CIO columnist Shiv Singh outlines seven Intranet Trends to Watch for in 2006.
Some excerpts:
- The Intranet grows up and makes new friends
For example, corporate e-mail, telephony, mobile warrior applications, virtual team rooms, executive dashboards and enterprise intranets are distinct tools with independent owners, budgets and business cases behind them today. However, in the not too distant future, you’ll have a single, integrated voice and data interface that will combine these tools in a dynamic, natural and adaptive manner. IDC calls this coming consolidation the Enterprise Workplace while Forrester refers to it as the information workplace. Irrespective of what you may call it, expect the trend to hit you in the next two to three years.
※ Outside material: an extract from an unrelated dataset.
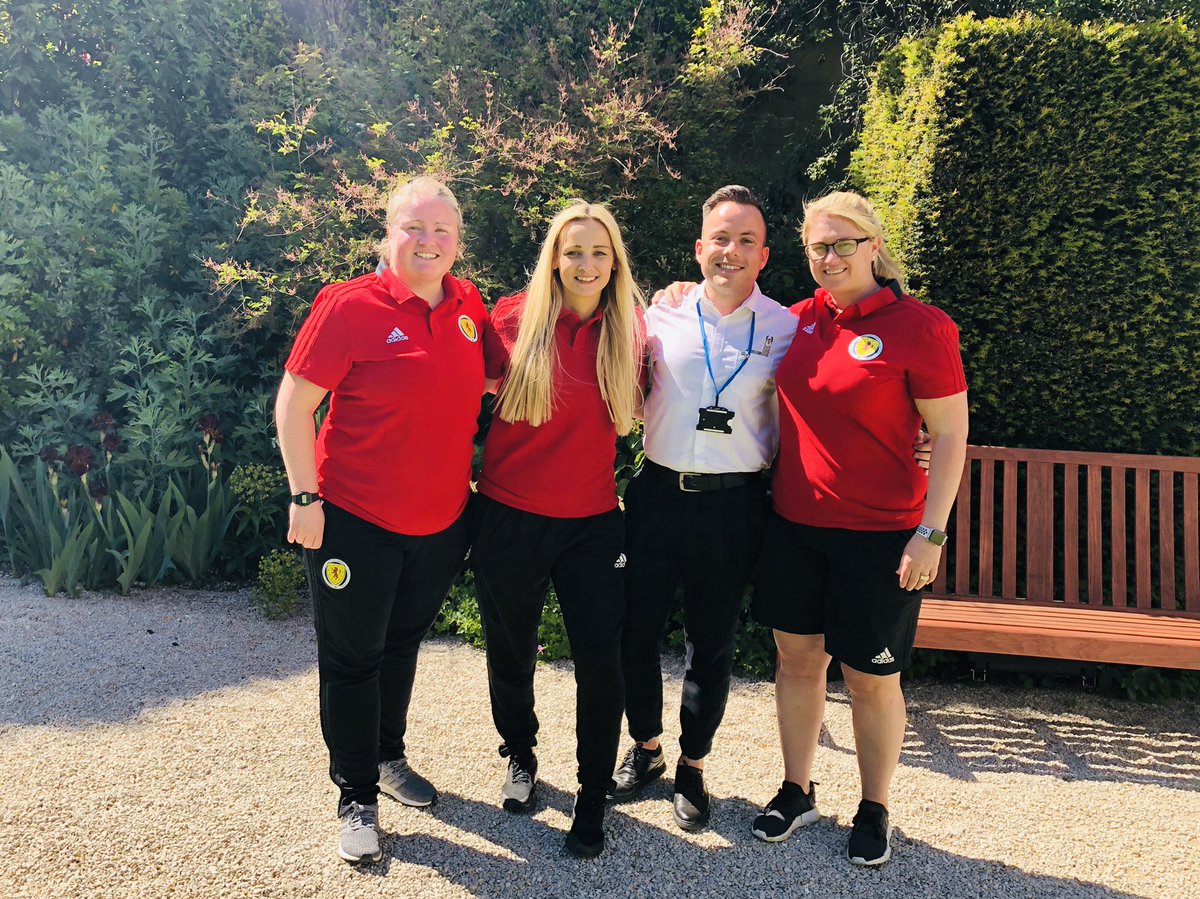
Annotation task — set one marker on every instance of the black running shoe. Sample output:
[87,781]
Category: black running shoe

- Intranet ROI will be pushed to the back burner
When was the last time your management team asked you to create an ROI model for corporate e-mail? It was probably quite some time ago. In contrast to e-mail, intranet managers have often been asked to justify investments in their company intranet. Well, there’s good news. In the future, senior executives will be less concerned about the tangible ROI of an intranet. It will be an assumed cost of doing business, just as corporate e-mail has become. - Expect Intranets to become even more pervasive
Expect to see many more dynamic, innovative intranets in the near future, whether they’re servicing the board members of a Fortune 500 company or farmers in a developing country. Also, expect to be challenged to deliver more dynamic and innovative intranet solutions for your employees and business partners.
- The user experience matters at last
IDC explains this trend as a new “user experience platform” that is emerging to improve the lives of information workers integrating existing intranets and transactional applications. And as an intranet manager, this is good. A few years ago, employees barely cared about their company intranets. Today, they’re using their intranets so much that they expect them to have the simplicity and usability of Google or Yahoo! Furthermore, in many large companies, the intranet serves as the official face of the company. Companies with unusable and complex intranets are doing a huge disservice to their employees.
- The Ajax revolution hits the intranet
Now imagine a physical map of your office on your intranet. But also imagine that you could scroll around it, click on a graphic of a desk and get a person’s name, designation and contact information right away. And imagine if by clicking on his or her name, you got a listing of all the recent e-mails sent to you by that person. Or imagine an application on your intranet that has built-in calculators that let you quickly calculate your ideal monthly 401k contributions and depict the results in a graph without requiring several pages to load. And imagine if the graph could be manipulated in real time. That’s the power of Ajax.
- Blogs come and go but RSS will remain
The related technology to continue to keep an eye on is Real Simple Syndication (RSS). Companies that embrace RSS as a content format and use it to publish information to employees will have far greater success than with blogging alone. Enabling employees to subscribe to subject and department specific RSS feeds and then view them via readers will enable more targeted, community focused conversations in the workplace. And the ease with which postings can be viewed in an RSS reader will encourage more employees to participate. For RSS to be adopted however, companies will have to let their employees subscribe to both internal and external RSS feeds. If this happens, then I believe that in some companies blogging combined with wide adoption of RSS readers will become even more relevant than the company intranet.
- Wikis gain prominence and get integrated
In a similar fashion to blogs, wikis do have a role in the workplace but only if they’re used for the right purpose and if they have the right culture to flourish in. Many smaller, less structured companies have embraced wikis as their intranet technology platform. For these organizations with flatter, less formal hierarchies, the self correcting mechanisms of a wiki create the right balance of empowering the employees to share and preventing things from spinning out of control. After all, each time a contributor edits or adds to a page, his or her name appears in the revisions list.